L’accordo di Zelensky per la pace è un’opzione provvisoria. L’Ucraina potrebbe dover accontentarsi di alcune vaghe promesse di adesione alla NATO e di alcune attuali “garanie di sicurezza” sotto forma di armi (ma non armi nucleari) per scoraggiare un’altra invasione russa.

Se la Russia può essere incastrata per negoziare – o persuasa dalla promessa di alleviare le sanzioni – l’Ucraina probabilmente dovrà ingoiare una sorta di accordo di terra per la pace, per quanto nocivo possa essere.

Dopo che la Russia ha sequestrato la Crimea e parti del Donbass nel 2014, ho paragonato la situazione dell’Ucraina a quella di Aron Ralston, un escursionista che si è trovato intrappolato in una posizione remota con il braccio bloccato da un masso. Alla fine, decise di amputarsi il braccio per sopravvivere.
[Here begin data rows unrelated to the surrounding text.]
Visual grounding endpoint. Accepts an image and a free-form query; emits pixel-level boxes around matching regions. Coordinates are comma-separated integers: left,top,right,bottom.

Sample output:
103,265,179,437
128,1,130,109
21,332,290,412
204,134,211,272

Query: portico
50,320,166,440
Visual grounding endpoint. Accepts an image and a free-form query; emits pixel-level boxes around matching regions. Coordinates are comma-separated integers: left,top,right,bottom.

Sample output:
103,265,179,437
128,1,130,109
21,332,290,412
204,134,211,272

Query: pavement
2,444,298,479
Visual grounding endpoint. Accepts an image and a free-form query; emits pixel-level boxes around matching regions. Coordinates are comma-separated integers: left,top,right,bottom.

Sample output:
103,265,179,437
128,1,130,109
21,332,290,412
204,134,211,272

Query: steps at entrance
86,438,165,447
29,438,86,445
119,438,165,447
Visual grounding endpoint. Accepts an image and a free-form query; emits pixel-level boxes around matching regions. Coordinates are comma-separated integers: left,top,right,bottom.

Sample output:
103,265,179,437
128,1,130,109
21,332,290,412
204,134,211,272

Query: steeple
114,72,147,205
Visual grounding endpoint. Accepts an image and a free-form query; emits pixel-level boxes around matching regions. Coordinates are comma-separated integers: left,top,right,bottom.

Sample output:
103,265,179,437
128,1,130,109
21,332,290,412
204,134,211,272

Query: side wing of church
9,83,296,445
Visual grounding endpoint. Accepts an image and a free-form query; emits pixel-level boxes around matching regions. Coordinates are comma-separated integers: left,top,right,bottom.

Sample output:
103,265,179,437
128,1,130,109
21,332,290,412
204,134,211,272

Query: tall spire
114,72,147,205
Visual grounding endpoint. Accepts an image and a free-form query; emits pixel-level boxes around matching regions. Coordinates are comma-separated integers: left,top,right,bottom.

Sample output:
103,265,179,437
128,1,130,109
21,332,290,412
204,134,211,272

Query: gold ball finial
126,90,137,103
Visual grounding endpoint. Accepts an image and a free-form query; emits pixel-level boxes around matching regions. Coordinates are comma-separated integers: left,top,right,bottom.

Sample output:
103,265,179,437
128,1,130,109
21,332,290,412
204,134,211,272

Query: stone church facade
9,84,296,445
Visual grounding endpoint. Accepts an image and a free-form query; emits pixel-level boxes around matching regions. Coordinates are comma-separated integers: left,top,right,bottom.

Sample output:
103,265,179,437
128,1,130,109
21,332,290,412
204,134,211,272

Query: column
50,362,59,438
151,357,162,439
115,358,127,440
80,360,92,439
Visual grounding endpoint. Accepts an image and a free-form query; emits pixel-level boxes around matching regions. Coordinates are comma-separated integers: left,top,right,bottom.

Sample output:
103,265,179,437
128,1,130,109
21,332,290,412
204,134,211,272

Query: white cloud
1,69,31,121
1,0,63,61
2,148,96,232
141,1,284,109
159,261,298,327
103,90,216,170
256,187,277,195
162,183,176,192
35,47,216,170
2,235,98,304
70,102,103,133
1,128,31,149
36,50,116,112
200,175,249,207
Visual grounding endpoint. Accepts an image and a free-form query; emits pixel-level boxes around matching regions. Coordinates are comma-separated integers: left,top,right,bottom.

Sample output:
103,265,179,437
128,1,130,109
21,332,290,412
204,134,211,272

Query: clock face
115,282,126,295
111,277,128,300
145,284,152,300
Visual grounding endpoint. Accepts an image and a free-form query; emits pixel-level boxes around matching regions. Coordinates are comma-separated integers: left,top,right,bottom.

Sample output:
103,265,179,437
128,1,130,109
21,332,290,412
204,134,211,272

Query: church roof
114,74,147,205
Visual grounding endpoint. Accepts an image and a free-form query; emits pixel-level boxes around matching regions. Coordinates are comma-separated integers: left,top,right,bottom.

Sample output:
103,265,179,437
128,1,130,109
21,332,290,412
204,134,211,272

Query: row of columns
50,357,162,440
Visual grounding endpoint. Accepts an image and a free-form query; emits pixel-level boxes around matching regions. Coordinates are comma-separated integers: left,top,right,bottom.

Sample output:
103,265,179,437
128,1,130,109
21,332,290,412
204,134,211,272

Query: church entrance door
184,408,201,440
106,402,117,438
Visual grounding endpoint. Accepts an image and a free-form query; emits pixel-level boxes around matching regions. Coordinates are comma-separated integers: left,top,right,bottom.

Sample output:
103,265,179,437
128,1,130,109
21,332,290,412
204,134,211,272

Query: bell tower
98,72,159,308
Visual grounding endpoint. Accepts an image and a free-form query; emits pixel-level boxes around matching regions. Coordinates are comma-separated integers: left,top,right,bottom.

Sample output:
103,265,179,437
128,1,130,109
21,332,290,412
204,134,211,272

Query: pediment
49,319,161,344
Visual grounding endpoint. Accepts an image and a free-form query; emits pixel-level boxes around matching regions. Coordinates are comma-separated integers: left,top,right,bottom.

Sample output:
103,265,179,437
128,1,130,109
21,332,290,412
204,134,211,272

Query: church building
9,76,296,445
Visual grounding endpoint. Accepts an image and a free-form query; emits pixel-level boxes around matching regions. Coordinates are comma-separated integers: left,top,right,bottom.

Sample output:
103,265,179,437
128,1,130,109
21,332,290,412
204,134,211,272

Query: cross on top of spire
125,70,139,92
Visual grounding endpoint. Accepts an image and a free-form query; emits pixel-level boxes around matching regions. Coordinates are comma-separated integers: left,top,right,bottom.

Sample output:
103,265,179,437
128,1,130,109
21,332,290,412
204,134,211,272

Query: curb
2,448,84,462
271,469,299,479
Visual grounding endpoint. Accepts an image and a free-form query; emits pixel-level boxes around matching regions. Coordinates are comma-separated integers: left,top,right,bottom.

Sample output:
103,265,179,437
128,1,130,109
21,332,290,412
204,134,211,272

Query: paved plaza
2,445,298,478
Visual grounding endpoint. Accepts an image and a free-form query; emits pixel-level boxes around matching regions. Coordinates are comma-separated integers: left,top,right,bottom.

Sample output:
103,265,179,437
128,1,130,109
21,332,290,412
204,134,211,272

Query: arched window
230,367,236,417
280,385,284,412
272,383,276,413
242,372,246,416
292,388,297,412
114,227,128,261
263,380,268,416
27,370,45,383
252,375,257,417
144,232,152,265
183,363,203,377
“Se l’Ucraina vuole andare avanti con le sue aspirazioni di avvicinarsi all’Occidente, probabilmente dovrà sottomettersi anche al coltello”, ho scritto. “Chissà: dopo molti anni di isolamento internazionale, tiepido sostegno russo e stagnazione economica, i rami fantasma potrebbero chiedere il riattaccamento. Questo non è giusto, ovviamente. La Russia ha giocato un gioco sporco. Ma nessuno ha mai detto che la geopolitica è giusta. Anche la situazione che ha colpito Aron Ralston non è stata giusta. Ma a volte devi fare ciò che è necessario per sopravvivere, anche se significa tagliare via ciò che ti è caro.”

Ora, un decennio dopo, la situazione è più disperata e ancora più ingiusta. Ma Putin potrebbe benissimo vivere di tempo preso in prestito, proprio come Assad negli ultimi dodici anni. La Russia non è onnipotente (esposizione A: l’implosione della sua stretta alleata Siria), e nemmeno Putin. Il pantano dell’Afghanistan ha messo in moto il crollo dell’Unione Sovietica; il pantano dell’Ucraina potrebbe significare la fine del “mondo russo” di Putin. Poi i residenti del Donbass e della Crimea pregheranno l’Ucraina, insediata in sicurezza nell’Unione Europea, di accoglierli di nuovo.

Di John Feffer

John Feffer è un autore e editorialista e direttore di Foreign Policy In Focus.